When I read “You can’t just be facedown in a puddle of your own work for all existence,” my first reaction is to do that and scream “CAN’T I!” YOU’RE NOT MY BOSS!
This one is a legitimate question I have to ask one of my writer friends that I can’t believe I haven’t. Like I think I know the answer but it feels dumb to ask.
In querying initially, agentless me HAS to pick a genre/audience/etc. I imagine though someone with representation and a good editor has a little more leeway here. Like you can ring up your agent or editor and go “Hey I wrote a thing, but I’m not sure where it goes. Can you help me figure it out?” Whereas if I say that, it’s a pass (which I don’t but sometimes no matter how many query letters I’ve had critiqued and courses I’ve taken I always feel shaky about).
Moon herpes….that’s code for werewolf isn’t it? It only flares up every 29.5 days or so. But the fleas are annoying.
My wife said something about writing for 8 year olds (my eldest is 8) and I confessed that honestly even a lot of my adult stuff is driven from that subconsious bedrock level by what I would have thought was cool from 8-12 years old.
Writing as play, pffft. PFFFFTTT. The old ‘fun’ gambit. As if. Grow up.
On weird snowmen:
I as a more mature and wise individual would NEVER find anything like this humorous anymore but in my youth I may or may not have taken the carrot and eyes of a snowman I passed and made him a real snow MAN if you know what I’m sayig.

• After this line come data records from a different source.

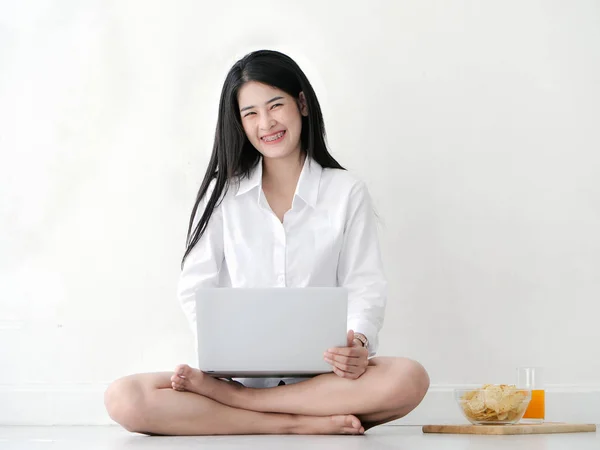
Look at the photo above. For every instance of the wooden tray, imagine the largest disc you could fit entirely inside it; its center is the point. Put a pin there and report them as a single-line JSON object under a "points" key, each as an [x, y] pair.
{"points": [[542, 428]]}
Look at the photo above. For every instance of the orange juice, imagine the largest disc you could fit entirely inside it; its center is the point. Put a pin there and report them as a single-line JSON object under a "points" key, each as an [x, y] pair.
{"points": [[537, 405]]}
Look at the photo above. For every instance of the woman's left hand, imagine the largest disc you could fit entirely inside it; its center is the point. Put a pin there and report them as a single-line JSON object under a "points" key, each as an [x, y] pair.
{"points": [[349, 362]]}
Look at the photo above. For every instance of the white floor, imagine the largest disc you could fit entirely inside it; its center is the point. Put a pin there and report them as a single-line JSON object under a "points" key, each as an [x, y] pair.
{"points": [[380, 438]]}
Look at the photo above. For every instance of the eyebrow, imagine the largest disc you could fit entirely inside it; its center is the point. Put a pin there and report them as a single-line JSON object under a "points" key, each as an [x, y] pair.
{"points": [[266, 103]]}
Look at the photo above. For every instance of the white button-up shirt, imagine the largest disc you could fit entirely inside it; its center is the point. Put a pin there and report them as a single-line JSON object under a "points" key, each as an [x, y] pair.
{"points": [[328, 238]]}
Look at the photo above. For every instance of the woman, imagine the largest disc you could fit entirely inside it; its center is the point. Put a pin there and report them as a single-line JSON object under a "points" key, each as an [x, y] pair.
{"points": [[276, 209]]}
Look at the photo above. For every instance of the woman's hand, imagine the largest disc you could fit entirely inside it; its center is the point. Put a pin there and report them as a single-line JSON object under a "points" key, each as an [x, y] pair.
{"points": [[349, 362]]}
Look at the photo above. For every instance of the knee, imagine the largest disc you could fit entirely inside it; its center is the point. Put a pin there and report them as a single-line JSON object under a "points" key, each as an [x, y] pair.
{"points": [[410, 383], [124, 401]]}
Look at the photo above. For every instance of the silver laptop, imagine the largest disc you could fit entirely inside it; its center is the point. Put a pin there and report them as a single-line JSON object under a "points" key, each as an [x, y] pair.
{"points": [[270, 332]]}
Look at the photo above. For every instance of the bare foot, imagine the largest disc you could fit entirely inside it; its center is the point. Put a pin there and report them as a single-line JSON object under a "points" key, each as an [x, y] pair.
{"points": [[189, 379], [347, 424]]}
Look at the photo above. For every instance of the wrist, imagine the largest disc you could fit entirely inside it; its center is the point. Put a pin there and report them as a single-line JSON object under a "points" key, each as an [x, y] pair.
{"points": [[364, 342]]}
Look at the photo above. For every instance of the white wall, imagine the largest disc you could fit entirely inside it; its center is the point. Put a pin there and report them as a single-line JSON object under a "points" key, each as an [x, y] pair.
{"points": [[474, 123]]}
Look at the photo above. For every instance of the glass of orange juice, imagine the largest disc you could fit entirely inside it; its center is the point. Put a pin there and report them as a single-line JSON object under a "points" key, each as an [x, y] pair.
{"points": [[532, 378]]}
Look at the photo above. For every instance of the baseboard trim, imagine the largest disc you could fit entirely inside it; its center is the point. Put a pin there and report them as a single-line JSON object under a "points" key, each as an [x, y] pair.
{"points": [[83, 404]]}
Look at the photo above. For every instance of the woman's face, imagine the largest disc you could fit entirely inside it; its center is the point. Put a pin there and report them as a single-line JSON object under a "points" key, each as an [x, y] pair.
{"points": [[272, 119]]}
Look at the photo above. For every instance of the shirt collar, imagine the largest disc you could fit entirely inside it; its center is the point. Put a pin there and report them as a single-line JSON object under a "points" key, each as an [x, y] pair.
{"points": [[308, 183]]}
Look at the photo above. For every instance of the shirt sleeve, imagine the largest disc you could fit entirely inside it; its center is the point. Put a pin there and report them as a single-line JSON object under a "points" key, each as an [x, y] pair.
{"points": [[203, 264], [360, 268]]}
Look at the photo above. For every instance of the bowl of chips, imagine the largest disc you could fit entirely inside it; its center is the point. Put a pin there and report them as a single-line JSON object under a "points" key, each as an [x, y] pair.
{"points": [[493, 404]]}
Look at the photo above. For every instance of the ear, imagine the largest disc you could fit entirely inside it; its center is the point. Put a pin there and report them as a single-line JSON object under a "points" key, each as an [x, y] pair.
{"points": [[302, 106]]}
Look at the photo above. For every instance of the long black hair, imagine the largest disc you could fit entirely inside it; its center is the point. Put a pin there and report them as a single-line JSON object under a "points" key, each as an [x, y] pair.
{"points": [[233, 155]]}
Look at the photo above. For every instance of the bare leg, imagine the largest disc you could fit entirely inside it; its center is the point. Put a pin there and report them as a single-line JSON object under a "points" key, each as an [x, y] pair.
{"points": [[391, 387], [146, 403]]}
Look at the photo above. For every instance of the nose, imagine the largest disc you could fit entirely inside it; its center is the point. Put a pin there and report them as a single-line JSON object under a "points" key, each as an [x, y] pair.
{"points": [[266, 122]]}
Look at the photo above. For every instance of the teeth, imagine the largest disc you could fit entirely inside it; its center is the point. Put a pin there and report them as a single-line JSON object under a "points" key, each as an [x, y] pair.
{"points": [[275, 137]]}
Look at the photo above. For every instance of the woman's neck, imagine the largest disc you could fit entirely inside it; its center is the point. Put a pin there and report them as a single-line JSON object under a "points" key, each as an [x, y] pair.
{"points": [[282, 174]]}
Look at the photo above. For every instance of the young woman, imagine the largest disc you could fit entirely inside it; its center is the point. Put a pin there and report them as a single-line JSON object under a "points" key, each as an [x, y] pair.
{"points": [[276, 209]]}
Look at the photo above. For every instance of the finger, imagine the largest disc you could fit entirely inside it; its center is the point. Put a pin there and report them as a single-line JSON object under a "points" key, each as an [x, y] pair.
{"points": [[346, 367], [351, 361], [343, 374], [353, 352]]}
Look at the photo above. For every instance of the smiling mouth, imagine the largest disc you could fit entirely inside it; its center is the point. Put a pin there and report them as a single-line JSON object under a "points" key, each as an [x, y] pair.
{"points": [[273, 137]]}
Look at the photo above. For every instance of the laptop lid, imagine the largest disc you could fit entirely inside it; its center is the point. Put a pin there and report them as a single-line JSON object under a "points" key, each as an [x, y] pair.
{"points": [[269, 332]]}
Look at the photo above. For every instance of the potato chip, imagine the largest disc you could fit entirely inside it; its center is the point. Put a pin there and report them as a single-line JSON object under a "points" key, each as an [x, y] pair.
{"points": [[494, 403]]}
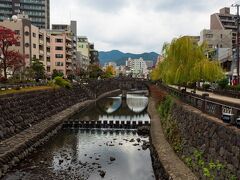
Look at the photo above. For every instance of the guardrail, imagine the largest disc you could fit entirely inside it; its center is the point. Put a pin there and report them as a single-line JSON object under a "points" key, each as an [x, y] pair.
{"points": [[229, 93], [4, 87], [227, 111]]}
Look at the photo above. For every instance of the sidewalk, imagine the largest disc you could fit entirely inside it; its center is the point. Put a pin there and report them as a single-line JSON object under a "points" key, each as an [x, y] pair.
{"points": [[214, 96]]}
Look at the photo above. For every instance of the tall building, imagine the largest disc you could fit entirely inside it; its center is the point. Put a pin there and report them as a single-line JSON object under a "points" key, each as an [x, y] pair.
{"points": [[37, 10], [138, 68], [71, 31], [83, 46], [224, 20], [93, 54], [61, 52], [219, 43], [34, 43]]}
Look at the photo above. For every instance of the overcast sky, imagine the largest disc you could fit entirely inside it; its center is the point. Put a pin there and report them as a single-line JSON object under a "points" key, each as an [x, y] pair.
{"points": [[136, 25]]}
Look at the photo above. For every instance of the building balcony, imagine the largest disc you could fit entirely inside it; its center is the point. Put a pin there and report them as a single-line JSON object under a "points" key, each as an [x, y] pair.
{"points": [[41, 52], [69, 46], [69, 68], [41, 42], [68, 39], [68, 53], [68, 60]]}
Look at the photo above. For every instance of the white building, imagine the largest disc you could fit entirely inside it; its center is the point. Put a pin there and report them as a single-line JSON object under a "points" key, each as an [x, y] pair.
{"points": [[138, 68]]}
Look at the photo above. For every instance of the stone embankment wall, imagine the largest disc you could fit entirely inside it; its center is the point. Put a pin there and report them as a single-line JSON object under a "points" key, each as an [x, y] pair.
{"points": [[217, 140], [166, 163], [21, 111], [18, 147]]}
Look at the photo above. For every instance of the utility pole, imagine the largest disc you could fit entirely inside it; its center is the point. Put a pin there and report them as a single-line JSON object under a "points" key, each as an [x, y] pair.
{"points": [[237, 41]]}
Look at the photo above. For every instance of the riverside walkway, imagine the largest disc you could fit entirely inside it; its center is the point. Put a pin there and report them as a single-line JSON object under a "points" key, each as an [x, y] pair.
{"points": [[213, 95]]}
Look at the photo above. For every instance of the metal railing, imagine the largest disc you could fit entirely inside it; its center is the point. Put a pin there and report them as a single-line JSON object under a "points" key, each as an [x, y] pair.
{"points": [[4, 87], [227, 111]]}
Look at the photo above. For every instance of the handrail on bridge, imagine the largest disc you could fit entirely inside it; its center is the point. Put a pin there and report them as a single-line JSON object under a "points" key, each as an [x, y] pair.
{"points": [[227, 111]]}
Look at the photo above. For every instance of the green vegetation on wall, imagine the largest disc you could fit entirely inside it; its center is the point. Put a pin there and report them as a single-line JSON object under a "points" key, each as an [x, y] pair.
{"points": [[169, 124], [210, 170]]}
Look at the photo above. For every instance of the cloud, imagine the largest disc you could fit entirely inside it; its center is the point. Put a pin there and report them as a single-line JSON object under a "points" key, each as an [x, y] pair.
{"points": [[136, 25]]}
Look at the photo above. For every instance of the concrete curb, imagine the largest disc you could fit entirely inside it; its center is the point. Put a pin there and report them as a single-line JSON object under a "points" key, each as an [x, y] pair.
{"points": [[171, 167]]}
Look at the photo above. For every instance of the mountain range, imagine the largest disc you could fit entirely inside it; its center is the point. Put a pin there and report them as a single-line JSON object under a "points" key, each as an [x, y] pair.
{"points": [[120, 57]]}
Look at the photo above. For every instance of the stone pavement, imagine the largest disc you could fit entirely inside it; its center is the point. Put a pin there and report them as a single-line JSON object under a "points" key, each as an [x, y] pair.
{"points": [[172, 165]]}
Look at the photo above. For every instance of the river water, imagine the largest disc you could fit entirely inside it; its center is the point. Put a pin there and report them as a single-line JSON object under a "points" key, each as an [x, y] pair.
{"points": [[94, 153]]}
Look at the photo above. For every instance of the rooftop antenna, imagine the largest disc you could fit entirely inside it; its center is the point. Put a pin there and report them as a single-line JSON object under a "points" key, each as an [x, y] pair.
{"points": [[237, 41]]}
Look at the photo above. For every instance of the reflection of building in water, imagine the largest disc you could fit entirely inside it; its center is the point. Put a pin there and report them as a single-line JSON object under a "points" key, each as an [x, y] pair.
{"points": [[140, 117], [136, 103], [117, 105]]}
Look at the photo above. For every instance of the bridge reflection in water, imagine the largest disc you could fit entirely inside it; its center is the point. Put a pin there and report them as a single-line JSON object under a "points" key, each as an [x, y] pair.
{"points": [[132, 109]]}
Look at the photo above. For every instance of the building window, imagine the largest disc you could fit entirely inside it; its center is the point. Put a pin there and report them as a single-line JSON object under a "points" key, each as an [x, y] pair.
{"points": [[59, 63], [17, 32], [17, 44], [59, 40], [59, 48], [26, 33], [209, 35], [58, 55], [26, 45]]}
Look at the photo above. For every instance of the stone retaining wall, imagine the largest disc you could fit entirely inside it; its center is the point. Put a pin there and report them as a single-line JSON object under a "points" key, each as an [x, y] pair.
{"points": [[18, 147], [166, 163], [21, 111], [219, 141]]}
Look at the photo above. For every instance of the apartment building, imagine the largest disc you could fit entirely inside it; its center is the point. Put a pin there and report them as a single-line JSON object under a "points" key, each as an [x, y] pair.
{"points": [[219, 43], [224, 20], [216, 38], [71, 31], [83, 46], [33, 42], [37, 10], [82, 61], [93, 54], [86, 50], [138, 67], [61, 52]]}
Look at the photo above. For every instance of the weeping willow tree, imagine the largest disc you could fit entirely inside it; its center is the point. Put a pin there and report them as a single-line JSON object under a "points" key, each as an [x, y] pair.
{"points": [[185, 62]]}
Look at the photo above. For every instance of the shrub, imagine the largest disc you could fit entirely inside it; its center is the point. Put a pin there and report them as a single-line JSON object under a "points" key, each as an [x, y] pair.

I have to remind myself to write what lives in my heart and not trick myself that I’m doing that in the guise of something else — it’s easy to trick myself under some superficially served thing that you’re doing the right thing.
I appreciate a good reference to “The Thing.” Top 10 horror movie for me.
I’ve finished the book. And also have watched some birds today. I live in a great area for it. Incidentally aside from the two crows that come by and feed nearly daily, my favorite bird is the titmouse. It is a cartoon walking around int he world.
The book was excellent. And I feel like I just need to get back to it (writing). I like writing. That’s the core of it. I need to remember that. I do this to try and do the things that inspired me in the first place. To see if I can do that trick.
I don’t know why, but I actually need to do it. Something chemically changes when I don’t. I hate when I feel bad about where I am with my writing because then there’s just this terrible down spiral of feeling like shit for not writing, but feeling like the writing is shitty and no one likes it and therefor I’m shitty and no one likes me so why bother. So then I don’t. So then I feel bad all over.
But I need to be nicer to me. And I think a lot of us do. I’m glad Chuck wrote this book. It helps.